Un bel exemple d'évolution de la langue : "rock indépendant" ne prétend plus désigner une réalité économique et sociale (petits labels, refus d'une logique de vente au profit d'une logique d'intégrité, univers underground et quelque peu avant-gardiste) mais entend regrouper sous un même drapeau une certaine famille musicale.

Ce déplacement de sens a cependant tendance à me déranger, parce qu'il conduit à une confusion - que l'on songe seulement que les très grandes enseignes de la distribution de disque ont leur rayon "rock indépendant" ; voire même les grandes enseignes de la distribution tout court, puisque l'on peut maintenant acheter en hyper/supermarché son rock indé - quel gain de temps pour le rebelle père de famille ! L'underground enfin sorti de son trou ? Pas certain ; car évidement médiatisation et grande distribution impliquent un minimum de formatage.
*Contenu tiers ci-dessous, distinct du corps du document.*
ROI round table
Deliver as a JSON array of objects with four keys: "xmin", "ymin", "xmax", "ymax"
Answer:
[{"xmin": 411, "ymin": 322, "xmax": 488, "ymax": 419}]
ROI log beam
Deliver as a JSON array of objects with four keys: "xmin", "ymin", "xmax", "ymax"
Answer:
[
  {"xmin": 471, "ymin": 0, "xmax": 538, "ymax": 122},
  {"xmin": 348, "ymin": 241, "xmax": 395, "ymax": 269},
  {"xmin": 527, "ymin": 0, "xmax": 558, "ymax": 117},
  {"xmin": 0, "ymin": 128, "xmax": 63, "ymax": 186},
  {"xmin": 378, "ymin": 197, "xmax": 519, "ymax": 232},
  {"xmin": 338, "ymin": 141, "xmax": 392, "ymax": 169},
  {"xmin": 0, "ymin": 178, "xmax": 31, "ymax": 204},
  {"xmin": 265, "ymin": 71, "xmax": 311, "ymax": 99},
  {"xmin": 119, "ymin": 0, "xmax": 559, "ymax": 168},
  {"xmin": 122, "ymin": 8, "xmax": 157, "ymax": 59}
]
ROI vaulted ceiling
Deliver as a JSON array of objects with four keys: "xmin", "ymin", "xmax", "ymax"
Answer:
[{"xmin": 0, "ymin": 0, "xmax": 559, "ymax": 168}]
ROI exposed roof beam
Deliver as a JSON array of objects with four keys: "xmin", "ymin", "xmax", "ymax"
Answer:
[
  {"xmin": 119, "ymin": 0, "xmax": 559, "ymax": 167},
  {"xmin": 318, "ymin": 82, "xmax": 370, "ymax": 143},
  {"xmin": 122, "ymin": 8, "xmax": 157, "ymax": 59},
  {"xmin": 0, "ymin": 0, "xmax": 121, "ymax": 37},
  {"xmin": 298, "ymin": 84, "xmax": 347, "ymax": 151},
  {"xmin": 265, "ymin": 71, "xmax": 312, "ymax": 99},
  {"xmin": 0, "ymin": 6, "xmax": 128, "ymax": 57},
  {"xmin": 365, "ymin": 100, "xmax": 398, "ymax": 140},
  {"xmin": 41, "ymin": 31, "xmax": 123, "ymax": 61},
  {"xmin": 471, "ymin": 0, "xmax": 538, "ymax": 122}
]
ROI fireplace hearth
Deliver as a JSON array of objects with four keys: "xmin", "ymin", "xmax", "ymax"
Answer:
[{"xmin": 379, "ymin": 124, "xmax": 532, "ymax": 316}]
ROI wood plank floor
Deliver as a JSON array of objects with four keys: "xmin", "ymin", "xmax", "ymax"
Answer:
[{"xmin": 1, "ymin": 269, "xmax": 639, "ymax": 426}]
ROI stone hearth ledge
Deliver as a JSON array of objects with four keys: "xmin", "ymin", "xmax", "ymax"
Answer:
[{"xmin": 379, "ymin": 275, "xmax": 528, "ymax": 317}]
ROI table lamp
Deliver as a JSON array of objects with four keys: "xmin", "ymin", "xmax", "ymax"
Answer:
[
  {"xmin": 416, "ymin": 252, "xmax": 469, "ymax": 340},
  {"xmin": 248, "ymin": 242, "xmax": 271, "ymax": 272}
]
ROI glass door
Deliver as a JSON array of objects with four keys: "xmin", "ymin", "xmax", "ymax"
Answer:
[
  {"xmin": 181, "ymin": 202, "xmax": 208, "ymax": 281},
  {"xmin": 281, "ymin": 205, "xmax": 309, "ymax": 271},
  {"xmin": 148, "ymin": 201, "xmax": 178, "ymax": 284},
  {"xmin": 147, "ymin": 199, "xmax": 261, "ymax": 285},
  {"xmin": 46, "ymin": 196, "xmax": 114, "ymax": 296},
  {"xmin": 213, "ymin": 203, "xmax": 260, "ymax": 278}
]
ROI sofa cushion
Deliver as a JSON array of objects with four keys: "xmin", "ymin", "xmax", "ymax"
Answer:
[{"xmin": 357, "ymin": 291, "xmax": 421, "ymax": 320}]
Baste de l'indépendance, en ce cas. Logique élémentaire.

De mon côté, je propose d'éviter la confusion en désignant cette famille musicale improbable par le terme de "rock indé FM", cette petite adjonction suffisant me semble-t-il, sans mépris aucun, à indiquer la fin de ces productions : la grande diffusion radiophonique du single sur les stations au positionnement adéquat, qui fera vendre l'album, si album il y a.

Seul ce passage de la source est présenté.